= The Elminster Series =

Fantasy novel series by Ed Greenwood

The Elminster Series is a series of fantasy novels by Ed Greenwood set in the Forgotten Realms setting, which was created by Greenwood for the Dungeons & Dragons fantasy role-playing game. The series focuses on the character Elminster, a powerful wizard who is a key figure in the setting. This series presents the character's backstory and provides readers with details of events in the setting's history.

==Works included==
- Elminster - The Making of a Mage (1994); ISBN 0786902035
- Elminster In Myth Drannor (1997); ISBN 0786911905
- The Temptation of Elminster (1998); ISBN 0786914270
- Elminster In Hell (2001); ISBN 0786927461
- Elminster's Daughter (2004); ISBN 0786937688
- The Annotated Elminster (2007) – An anthology of the first three books in the series.
- Elminster Must Die (2010) – The debut 4th Edition appearance of one of the Forgotten Realms world's most iconic characters. ISBN 0786957999
- Bury Elminster Deep (2011) ISBN 0786960248
- Elminster Enraged (2012) ISBN 0786963638
- The Herald (2014) ISBN 078696460X
- Spellstorm (2015) ISBN 0786965711
- Death Masks (2016) ISBN 0-7869-6593-2

==Plot summary==

===Elminster: The Making of a Mage===

As a young boy, tending sheep in the fertile countryside of the nation of Athlanthar, Elminster has his first encounter with magic: the destruction of his entire hometown by a vicious dragon-riding magelord. The only survivor of the tragedy, Elminster joins a troupe of bandits and later a gang of thieves in the nearby city of Hastarl. Fed up with the rule and power of arrogant mages, Elminster sneaks into a temple of Mystra with the intent of defacing it, leading to a face-to-face confrontation with the goddess. Instead of unleashing her wrath upon the upstart youth, she questions him; based upon his wise and honest answers and his exceptional potential, Mystra instructs Elminster in the ways of magic. He becomes a powerful cleric and mage, one of her Chosen – a title rarely given and accompanied by a host of powers and duties.

===Elminster in Myth Drannor===

After winning the freedom of Athlanthar from the power-mad magelords, becoming king, and subsequently abdicating his throne, Elminster follows the edict of Mystra to enter the forest of Cormanthor. Stumbling upon a patrol of elves beset by monsters, he rescues the sole survivor and comforts him in his dying moments. Given a sacred duty to return the family's mind stone (kiira) to its rightful place, he sneaks into the City of Cormanthor under threat of death (as elves will kill any non-elves in Cormanthor on sight) to return the kiira and complete his vow. Though not accepted by most of the noble caste, Elminster convinces the ruling Coronal and the powerful guardian of the forest, the Shrinshee, to trust and teach him.
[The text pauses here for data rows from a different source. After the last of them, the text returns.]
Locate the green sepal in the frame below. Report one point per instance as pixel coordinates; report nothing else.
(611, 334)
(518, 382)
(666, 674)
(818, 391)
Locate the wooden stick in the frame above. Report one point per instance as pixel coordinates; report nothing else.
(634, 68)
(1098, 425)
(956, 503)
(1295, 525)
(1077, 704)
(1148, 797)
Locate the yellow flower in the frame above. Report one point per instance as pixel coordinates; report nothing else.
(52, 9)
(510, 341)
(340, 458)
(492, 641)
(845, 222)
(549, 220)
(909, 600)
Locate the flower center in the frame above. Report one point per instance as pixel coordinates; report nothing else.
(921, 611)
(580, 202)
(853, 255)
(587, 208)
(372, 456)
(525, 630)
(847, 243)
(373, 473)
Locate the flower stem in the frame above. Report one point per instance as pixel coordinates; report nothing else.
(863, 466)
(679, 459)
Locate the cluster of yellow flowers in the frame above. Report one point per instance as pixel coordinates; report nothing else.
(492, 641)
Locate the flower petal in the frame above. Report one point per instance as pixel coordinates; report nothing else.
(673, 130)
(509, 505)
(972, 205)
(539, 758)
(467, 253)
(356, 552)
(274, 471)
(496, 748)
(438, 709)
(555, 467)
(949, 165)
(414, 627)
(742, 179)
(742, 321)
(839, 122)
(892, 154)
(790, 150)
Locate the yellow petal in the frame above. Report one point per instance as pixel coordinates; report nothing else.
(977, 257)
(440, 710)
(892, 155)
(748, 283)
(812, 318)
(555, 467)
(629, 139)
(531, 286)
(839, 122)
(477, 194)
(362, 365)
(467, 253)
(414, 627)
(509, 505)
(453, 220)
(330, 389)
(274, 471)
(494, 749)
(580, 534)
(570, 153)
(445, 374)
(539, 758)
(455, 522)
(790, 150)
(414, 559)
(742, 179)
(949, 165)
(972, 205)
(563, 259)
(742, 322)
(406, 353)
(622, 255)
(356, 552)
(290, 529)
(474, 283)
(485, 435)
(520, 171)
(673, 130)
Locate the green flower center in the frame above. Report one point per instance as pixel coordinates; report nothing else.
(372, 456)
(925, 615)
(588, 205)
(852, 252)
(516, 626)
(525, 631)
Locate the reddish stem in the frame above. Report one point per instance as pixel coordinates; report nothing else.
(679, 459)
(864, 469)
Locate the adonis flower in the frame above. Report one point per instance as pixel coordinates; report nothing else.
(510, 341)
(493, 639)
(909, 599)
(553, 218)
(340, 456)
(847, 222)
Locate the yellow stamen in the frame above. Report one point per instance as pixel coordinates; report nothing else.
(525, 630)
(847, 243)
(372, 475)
Surviving many tests of strength and will, as well as attempts at assassination, he learns powerful elven magic and plays a large part in the eventual seeding of Cormanthor's Mythal.

===The Temptation of Elminster===

Tempted by Mystra and Shar, Elminster must choose to follow his heart or his goddess.

===Elminster in Hell===

Thrown through a portal into the Hell-plane of Avernos, Elminster is captured by the outcast archdevil Nergal and struggles to survive his memories being replayed and torn from his mind.

===Elminster's Daughter===

Through the lens of Elminster's daughter, Narnra, a thief from Waterdeep, the novel examines the long-term effect of Elminster's meddling with the nation of Cormyr, which he helped create and protect.

===Elminster Must Die===

When the goddess of magic is murdered, Elminster's world shatters. Once the most powerful wizard in the world, he is now a tired old man; his habit of saving the world has resulted in a number of enemies. Elminster is also feeding powerful magic items to the Simbul, his lover, to keep her sane, but collecting these items leads his enemies to him.

==Reception==
Elminster in Hell was reviewed by Don Bassingthwaite in the Winter 2002 issue of Black Gate.

Bury Elminster Deep received a positive review from California Bookwatch, which called it "a top pick for any fantasy collection".

The Elminster Series appeared on the 2025 Screen Rant "10 Best Forgotten Realms Book Series, Ranked" list at #9.